Clinical verification of the activity and tolerability of fitostimoline vaginal pessaries in women with hysterectomy : randomized, perspective, monoscentric study

Objective: To evaluate the activity of Fitostimoline® pessaries in comparison to the standard of care in the treatment of women with hysterectomy. Methods: An observational, randomized, perspective study performed on 60 women where 30 women were treated with Fitostimoline® pessaries for 12 days after surgery and 30 women were treated with the standard of care. A first follow-up visit was performed at 12 +/- 3 days and a final follow- up visit was performed at 40 +/- 3 days.
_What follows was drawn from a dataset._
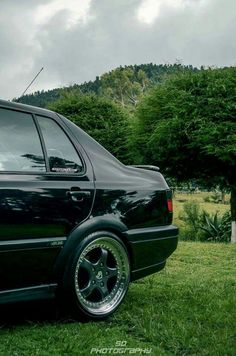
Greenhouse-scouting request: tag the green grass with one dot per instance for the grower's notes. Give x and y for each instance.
(212, 208)
(187, 309)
Results: At the first control, 45% of patients in the Fitostimoline® group reported no evidence of vaginal bleeding after surgery; instead, 41% in the control group reported such result. At the final visit, 79% patients reported no evidence of vaginal bleeding in the Fitostimoline® group, while 63% in the control group. The medial duration of minor vaginal bleeding in the Fitostimoline® group was 11.8 days, whilst for discrete vaginal bleeding the medial duration was 4 days. In the control group instead it was 12 days, whilst for discrete vaginal bleeding the medial duration was 8 days. Conclusion: The use of Fitostimoline® ovules after hysterectomy is effective in reducing the quantity of vaginal bleeding, regardless the menopausal status, surgical approach and type of indication to surgery.